Aristotle said that “The friend of all is no friend of anybody” and he was right. According to research by Robin Dunbar, a professor of evolutionary anthropology at the University of Oxford, he established at 150 the limit of stable relations that a human being can maintain. It is known as the Dunbar number.
Dunbar, an anthropologist, psychologist and British evolutionary biologist and born in 1947, applied his social studies in nonhuman primates to humans. Dunbar’s (1993) hypothesis was that there was a relationship between the size of the cerebral neocortex and the number of social relationships that could be established. That is, in theory, the greater our neocortex, the greater the capacity we would have to process information involving a direct relationship. It is understood as stable social relationship that generates a cohesive human community and with an identifiable bond of union, that generate some confidence and investment of mutual time. Specifically, Dunbar’s number is 147.8 (rounded to 150).
Well, it seems that the number of Dunbar works and has worked in all communities. This anthropologist found that the communities of Neolithic hunter-gatherer tribes, the Bushmen, or American tribes divided as soon as they reached a famous number 150. Today this phenomenon continues to occur, as for example in military units.

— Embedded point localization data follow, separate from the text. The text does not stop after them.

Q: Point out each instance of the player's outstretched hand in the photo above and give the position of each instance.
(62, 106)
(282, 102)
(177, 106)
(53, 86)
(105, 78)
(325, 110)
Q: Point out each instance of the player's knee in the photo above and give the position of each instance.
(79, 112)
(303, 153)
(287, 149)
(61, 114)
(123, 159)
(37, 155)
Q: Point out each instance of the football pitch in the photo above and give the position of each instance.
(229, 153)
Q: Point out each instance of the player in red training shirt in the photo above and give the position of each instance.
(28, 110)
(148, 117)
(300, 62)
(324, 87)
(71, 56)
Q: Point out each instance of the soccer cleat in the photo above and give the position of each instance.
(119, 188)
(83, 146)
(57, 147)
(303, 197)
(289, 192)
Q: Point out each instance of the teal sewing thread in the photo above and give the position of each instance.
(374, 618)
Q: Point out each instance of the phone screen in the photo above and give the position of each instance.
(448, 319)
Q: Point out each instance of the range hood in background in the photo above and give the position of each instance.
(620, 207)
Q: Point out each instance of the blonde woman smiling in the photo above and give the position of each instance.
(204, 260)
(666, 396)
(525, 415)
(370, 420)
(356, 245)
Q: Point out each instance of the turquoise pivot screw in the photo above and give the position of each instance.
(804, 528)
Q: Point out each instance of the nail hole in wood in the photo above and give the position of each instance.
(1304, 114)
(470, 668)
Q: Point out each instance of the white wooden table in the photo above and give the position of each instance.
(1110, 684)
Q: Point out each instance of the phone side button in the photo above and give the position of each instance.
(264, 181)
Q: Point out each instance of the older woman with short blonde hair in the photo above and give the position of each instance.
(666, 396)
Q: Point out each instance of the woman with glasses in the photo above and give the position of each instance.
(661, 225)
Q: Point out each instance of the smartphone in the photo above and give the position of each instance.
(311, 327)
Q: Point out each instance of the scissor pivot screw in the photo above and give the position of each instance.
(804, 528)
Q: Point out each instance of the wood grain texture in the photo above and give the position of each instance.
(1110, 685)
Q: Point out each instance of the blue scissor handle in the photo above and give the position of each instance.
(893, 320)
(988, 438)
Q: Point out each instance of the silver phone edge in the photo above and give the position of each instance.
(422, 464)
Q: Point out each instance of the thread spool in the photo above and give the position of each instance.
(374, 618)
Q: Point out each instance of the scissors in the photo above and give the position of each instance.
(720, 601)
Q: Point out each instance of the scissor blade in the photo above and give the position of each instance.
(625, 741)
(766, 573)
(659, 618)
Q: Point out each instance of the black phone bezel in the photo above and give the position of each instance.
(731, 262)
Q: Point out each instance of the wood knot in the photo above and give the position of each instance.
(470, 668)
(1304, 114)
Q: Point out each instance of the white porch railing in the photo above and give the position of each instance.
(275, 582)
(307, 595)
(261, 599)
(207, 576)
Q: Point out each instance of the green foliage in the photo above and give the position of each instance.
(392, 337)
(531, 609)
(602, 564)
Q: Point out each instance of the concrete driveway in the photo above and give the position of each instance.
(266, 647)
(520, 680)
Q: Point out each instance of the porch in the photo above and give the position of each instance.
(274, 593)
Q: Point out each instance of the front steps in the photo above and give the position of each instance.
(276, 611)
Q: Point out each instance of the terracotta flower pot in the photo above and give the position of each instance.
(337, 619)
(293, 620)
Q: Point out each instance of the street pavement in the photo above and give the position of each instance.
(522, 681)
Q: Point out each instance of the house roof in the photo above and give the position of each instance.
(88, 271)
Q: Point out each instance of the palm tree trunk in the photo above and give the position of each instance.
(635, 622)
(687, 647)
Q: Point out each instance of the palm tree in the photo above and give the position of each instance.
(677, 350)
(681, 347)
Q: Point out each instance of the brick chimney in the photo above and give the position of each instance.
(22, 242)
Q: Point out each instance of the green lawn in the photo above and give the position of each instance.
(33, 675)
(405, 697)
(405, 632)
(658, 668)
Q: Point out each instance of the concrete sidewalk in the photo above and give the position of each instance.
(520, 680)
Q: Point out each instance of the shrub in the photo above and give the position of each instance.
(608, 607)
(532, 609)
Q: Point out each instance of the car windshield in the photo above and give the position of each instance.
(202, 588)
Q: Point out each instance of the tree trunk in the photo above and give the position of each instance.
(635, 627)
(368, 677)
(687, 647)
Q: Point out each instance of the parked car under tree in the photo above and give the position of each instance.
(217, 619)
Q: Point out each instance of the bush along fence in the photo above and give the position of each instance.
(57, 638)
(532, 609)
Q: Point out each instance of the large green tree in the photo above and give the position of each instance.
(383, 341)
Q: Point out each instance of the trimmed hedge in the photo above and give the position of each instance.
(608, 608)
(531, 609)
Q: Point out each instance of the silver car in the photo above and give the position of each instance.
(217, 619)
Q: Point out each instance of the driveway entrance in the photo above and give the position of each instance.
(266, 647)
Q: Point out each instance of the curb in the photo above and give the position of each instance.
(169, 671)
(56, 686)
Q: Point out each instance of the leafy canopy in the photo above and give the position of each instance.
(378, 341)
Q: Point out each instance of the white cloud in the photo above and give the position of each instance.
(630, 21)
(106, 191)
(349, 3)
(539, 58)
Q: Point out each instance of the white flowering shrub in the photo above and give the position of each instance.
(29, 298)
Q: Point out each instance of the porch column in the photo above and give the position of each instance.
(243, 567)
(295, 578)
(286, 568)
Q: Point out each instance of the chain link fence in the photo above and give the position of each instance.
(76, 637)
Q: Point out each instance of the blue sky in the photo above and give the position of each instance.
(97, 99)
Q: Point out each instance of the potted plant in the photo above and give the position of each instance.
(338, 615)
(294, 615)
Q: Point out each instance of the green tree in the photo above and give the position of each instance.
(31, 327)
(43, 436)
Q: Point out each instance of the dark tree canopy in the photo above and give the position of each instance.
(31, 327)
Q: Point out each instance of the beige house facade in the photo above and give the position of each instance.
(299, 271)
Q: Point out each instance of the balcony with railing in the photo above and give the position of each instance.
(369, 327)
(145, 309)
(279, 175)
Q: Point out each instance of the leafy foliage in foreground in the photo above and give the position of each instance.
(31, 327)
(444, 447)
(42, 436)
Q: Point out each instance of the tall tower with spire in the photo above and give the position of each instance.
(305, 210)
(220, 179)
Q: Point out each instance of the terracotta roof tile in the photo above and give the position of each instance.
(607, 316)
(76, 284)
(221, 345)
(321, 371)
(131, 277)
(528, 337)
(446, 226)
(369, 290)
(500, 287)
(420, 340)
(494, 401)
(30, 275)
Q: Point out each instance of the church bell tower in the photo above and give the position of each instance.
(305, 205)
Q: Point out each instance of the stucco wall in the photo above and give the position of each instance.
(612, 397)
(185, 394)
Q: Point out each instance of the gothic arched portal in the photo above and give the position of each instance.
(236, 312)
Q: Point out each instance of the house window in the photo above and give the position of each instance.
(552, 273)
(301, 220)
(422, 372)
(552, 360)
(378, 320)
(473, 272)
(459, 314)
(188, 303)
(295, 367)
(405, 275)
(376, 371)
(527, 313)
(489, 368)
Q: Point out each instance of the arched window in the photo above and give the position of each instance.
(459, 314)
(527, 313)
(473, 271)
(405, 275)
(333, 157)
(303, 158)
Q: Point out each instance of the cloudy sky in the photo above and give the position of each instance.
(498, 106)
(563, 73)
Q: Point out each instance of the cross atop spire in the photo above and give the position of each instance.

Social networking on the Internet does not escape the Dunbar number either. We live in a society where it seems that your social status is given by the number of friends you have on Facebook, Twitter or Instagram. However, Dunbar’s studies revealed that people with 1,500 friends had no social traffic differences compared to 150 friends. People with many friends have a real interaction circle with no more than 150 people, so expanding our network of “friends-acquaintances” will not expand our social circle beyond Dunbar’s number.
>> Related article: Facebook can depress you, according to science.
It’s one thing to add yourself as a follower or to like your last selfie, or even congratulate your birthday (remember that it’s Facebook that notifies you, not your brains) that you call or write to ask yourself how you are or tell you the last chapter Of your favorite series. To create a relationship you need to interact and have direct personal contact. There appear to be smaller-scale communities within today’s complex societies (Acedo and Gomila, 2016).
With this information, I ask you two things:
- Would you be able to tell me the name and surname of 150 people you have on Facebook without looking?
- Before Facebook existed, how many people congratulated you on your birthday?
A two-way process.
Our brain is programmed to handle information efficiently, so perhaps when we reach the limits of processing that information it eliminates irrelevant data, such as friendships that are no longer productive and end up coming out of our privileged 150 people who make up our environment Social interaction. It is a two-way process, both leaving and re-entering, provided there is cognitive space for them. We lose the friends of the school, then those of the university to those of the work, etc., there is no space for all. It is likely that as our cerebral neocortex increases we will be able to establish more interpersonal relationships, or not.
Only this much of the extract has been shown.